Remote attackers may exploit this issue by enticing victims into opening maliciously crafted RTF files.

An attacker can exploit this issue to execute arbitrary code within the context of the affected application. Failed exploit attempts will result in a denial of service.

3. RETIRED: Microsoft Internet Explorer Navigation Cancel Webpage Spoofing Vulnerability
BugTraq ID: 24448
Remote: Yes
Date Published: 2007-06-12
Relevant URL: http://www.securityfocus.com/bid/24448
Summary:
Microsoft Internet Explorer is prone to a webpage-spoofing vulnerability.

Attackers may exploit this vulnerability via a malicious webpage to spoof the contents of the Navigation canceled page. This may assist in phishing or other attacks that rely on content spoofing.

NOTE: This BID is being retired because this issue was previously reported in BID 22966: Microsoft Internet Explorer NavCancel.HTM Cross-Site Scripting Vulnerability.

4. Apple Safari for Windows Unspecified SVG Parse Engine Multiple Unspecified Vulnerabilities
BugTraq ID: 24446
Remote: Yes
Date Published: 2007-06-12
Relevant URL: http://www.securityfocus.com/bid/24446
Summary:
Apple Safari for Microsoft Windows is prone to multiple unspecified vulnerabilities.

Few technical details are currently available. We will update this BID as more information emerges.

Safari 3 public beta for Windows is reported vulnerable.

5. Microsoft Windows CE .NET Compact Framework Components Multiple Vulnerabilities
BugTraq ID: 24444
Remote: Yes
Date Published: 2007-06-12
Relevant URL: http://www.securityfocus.com/bid/24444
Summary:
Components of the .NET Compact Framework for Microsoft Windows CE are prone to multiple vulnerabilities.

Exploiting these issues may allow remote attackers to cause denial-of-service conditions, corrupt memory, or execute arbitrary machine code in the context of the affected application. This facilitates the remote compromise of affected computers. Other attacks are also possible.

6. TEC-IT TBarCode OCX ActiveX Control Arbitrary File Overwrite Vulnerability
BugTraq ID: 24440
Remote: Yes
Date Published: 2007-06-12
Relevant URL: http://www.securityfocus.com/bid/24440
Summary:
TBarCode ActiveX control is prone to a vulnerability that could permit an attacker to overwrite arbitrary files.

The attacker can exploit this issue to overwrite arbitrary files on the victim's computer in the context of the vulnerable application using the ActiveX control (typically Internet Explorer).

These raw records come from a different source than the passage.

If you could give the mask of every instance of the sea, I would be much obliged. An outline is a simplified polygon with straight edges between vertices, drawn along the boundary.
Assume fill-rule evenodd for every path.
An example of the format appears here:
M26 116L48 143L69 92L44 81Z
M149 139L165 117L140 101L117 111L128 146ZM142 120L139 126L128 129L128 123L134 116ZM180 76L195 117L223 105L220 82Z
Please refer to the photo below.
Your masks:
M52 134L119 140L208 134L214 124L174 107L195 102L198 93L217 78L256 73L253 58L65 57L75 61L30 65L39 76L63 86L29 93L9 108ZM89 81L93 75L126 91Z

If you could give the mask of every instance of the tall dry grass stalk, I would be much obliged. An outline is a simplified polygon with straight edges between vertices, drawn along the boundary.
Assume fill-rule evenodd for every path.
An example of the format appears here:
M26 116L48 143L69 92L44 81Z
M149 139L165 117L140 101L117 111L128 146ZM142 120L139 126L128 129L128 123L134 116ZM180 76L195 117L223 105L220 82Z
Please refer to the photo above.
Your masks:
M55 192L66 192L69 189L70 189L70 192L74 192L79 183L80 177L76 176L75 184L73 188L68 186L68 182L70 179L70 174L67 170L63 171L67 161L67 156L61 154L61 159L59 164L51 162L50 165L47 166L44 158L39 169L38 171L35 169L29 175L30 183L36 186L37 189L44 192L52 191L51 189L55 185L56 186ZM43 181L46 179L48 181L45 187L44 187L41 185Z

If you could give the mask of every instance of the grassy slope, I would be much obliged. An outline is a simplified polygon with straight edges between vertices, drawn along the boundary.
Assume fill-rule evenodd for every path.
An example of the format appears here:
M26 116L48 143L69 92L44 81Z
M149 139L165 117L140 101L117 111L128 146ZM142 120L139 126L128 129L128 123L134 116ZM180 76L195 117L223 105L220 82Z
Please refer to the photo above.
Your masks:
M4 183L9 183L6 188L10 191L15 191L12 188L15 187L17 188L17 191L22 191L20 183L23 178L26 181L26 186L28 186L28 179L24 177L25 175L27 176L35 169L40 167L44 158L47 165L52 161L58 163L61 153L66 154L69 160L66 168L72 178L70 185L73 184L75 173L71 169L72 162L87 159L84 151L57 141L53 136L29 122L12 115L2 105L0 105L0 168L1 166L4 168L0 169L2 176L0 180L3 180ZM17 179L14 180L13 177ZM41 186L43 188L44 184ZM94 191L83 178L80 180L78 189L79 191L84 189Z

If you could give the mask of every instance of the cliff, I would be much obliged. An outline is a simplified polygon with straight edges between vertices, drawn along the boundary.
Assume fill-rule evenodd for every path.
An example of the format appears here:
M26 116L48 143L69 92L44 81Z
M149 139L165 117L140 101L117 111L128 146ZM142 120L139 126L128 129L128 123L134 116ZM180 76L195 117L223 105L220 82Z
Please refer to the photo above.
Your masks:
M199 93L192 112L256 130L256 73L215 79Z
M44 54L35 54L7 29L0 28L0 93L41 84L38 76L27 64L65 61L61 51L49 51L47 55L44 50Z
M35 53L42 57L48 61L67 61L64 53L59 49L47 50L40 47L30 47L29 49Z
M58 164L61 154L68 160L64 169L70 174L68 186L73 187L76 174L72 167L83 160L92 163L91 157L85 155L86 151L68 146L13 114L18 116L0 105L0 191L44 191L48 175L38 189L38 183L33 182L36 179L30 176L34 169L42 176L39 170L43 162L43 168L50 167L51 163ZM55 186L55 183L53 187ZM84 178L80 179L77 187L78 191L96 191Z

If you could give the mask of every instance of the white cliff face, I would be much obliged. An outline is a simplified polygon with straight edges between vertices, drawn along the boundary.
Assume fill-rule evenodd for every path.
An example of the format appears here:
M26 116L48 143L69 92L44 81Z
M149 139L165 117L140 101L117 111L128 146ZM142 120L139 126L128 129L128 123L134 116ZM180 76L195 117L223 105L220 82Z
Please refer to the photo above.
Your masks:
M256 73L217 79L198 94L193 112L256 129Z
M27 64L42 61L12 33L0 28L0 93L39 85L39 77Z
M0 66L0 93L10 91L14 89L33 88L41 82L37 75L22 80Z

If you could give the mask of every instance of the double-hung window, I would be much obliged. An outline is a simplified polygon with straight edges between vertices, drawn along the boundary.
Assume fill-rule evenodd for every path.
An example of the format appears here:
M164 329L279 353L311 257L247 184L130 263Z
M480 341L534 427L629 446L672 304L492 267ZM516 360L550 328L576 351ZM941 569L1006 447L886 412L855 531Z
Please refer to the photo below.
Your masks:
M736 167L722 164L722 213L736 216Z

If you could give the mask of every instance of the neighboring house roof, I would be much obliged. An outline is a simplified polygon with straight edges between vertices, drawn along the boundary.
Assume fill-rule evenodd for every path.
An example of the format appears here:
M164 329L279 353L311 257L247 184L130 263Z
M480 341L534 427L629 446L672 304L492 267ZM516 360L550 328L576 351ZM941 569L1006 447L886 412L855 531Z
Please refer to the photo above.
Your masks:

7. Microsoft Internet Explorer Language Pack Installation Remote Code Execution Vulnerability
BugTraq ID: 24429
Remote: Yes
Date Published: 2007-06-12
Relevant URL: http://www.securityfocus.com/bid/24429
Summary:
Microsoft Internet Explorer is prone to remote code-execution vulnerability because of a race-condition in its language-pack installation support.

A remote attacker can exploit this issue to execute arbitrary code in the context of the user running the vulnerable application.

8. Microsoft Windows CE MSXML Multiple Vulnerabilities
BugTraq ID: 24428
Remote: Yes
Date Published: 2007-06-11
Relevant URL: http://www.securityfocus.com/bid/24428
Summary:
Microsoft Windows CE is prone to multiple denial-of-service vulnerabilities and a cross-site scripting vulnerability.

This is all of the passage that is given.